We have seen a red blood cell shortage so intense that units are consumed in four to five days. The government is trying to make more blood storage centres. [which are not allowed to process blood but just store it] where there are no blood banks. That could implicitly mean wastage is going to increase. With highly unpredictable demand, one cannot be sure if every unit supplied to these centers would get used. If in some village, if there is a maternal death, everybody will be up in arms.
At times there might be gross-negligence where the blood is not stored properly. But it is one thing to have a few black sheep and another to say the system itself is faulty.
Why are big blood donation camps a problem?
We do not believe in large drives, and definitely not for just one blood bank. They are definitely a menace. No blood bank has the capacity to process and store very large amounts of blood. If somebody wants to create a record [of voluntary donors], they simply aggregate the already existing blood donors rather than motivating new ones, thereby affecting the continuous supply of blood.
What amount of wastage is acceptable across the world? How are other countries reducing wastage of blood?
Unfortunately that information is not available. I am not aware of a published reference. But most countries do not look at blood donation like we do. Any country which has a healthy blood supply will want to overprovision and have more units of blood than they require. The only difference would be that in countries such as the United States, they have large centralised blood banks, which can estimate the required amounts of blood required. They may cancel a few drives and reschedule them if necessary.
How is the government ensuring efficient distribution of blood?
In 2015, the National Blood Transfusion Council took a decision that blood banks can transfer the blood to hospitals or to other banks. This practice, if adopted universally, can facilitate proper use of components. But it has not yet been adopted universally. The government has also set up a better network of supply storage centre vehicles that transport blood from one to another.
The transfer of blood between blood banks has not reached a level where all blood banks, irrespective of whether the bank is from a private sector or public, transfer units and avoid any wastage. There are still drug control departments in the country who will get wild at the idea of inter-blood bank blood transfer.
Implementation is an ongoing issue. But, I would be happier if we encourage increased supply of blood even at the cost of losing few units. We are far from ensuring enough blood for all our patients. It otherwise puts pressure in the reverse direction.
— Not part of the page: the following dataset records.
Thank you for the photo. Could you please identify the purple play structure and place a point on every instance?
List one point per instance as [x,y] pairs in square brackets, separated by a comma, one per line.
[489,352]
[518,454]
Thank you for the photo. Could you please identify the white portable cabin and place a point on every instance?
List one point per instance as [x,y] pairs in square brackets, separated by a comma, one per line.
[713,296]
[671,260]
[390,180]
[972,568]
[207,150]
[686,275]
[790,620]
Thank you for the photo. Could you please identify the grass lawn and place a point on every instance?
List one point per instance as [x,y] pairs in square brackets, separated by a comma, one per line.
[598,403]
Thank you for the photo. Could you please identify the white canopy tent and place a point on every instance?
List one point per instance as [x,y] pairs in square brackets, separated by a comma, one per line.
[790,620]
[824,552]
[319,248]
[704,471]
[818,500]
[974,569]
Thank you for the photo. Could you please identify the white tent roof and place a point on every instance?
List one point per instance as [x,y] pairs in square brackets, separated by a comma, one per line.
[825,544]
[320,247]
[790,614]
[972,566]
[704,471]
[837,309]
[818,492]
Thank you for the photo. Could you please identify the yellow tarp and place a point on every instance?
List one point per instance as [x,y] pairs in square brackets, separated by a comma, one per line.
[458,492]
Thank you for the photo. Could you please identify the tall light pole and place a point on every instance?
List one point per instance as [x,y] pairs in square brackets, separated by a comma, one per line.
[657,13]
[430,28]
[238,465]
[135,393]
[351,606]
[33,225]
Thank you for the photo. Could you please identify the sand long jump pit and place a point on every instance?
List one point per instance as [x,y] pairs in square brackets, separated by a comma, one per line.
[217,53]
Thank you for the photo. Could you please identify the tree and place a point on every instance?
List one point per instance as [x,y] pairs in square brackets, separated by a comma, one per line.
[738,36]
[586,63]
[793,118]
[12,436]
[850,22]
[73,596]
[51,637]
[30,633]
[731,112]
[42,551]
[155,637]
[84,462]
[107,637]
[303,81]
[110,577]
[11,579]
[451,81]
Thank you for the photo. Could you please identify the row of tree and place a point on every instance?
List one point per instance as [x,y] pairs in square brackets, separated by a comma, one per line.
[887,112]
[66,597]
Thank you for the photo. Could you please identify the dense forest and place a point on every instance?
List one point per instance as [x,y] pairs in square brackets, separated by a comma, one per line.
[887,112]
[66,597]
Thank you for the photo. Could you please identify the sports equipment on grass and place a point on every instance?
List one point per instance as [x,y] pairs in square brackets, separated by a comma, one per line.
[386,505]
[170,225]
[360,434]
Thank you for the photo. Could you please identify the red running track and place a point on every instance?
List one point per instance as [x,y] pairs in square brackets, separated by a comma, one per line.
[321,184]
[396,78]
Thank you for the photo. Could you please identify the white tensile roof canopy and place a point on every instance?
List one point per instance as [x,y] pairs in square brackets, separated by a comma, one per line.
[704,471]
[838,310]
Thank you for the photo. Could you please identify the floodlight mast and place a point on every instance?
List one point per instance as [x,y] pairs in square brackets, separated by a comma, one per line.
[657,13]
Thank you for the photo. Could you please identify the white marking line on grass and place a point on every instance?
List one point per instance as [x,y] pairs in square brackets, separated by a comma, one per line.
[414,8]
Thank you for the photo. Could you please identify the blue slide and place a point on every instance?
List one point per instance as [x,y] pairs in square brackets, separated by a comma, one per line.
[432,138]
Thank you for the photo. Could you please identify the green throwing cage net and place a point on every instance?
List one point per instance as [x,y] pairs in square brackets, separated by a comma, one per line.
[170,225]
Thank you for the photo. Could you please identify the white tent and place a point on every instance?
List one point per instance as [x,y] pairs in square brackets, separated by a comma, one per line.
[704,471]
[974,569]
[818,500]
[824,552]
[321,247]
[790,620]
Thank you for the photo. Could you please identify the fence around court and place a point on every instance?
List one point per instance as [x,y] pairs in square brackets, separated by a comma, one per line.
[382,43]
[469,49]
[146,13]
How can the government work towards making the blood banking more efficient?
The government should set up a committee oversee and monitor the implementation of the orders. We need a system to periodically assess the extent to which blood is discarded and evaluate why the provisions laid by the system were not helpful in preventing it. Regular monitoring and focus upon implementation and adoption will make the system far better.
As far as possible, people should be motivated to donate blood. There are many people suffering from shortage of blood every single day. We need metropolitan blood banks which can collect and process large units of blood and then hand them over to smaller storage centres.
The government has given permission for banks to give away the plasma for fractionation [a process by which blood plasma is separated into its components] to companies that can make drugs of it. The government should set up a public sector fractionation centre. The drugs can then be used by people who suffer from blood related genetic disorders such as hemophilia.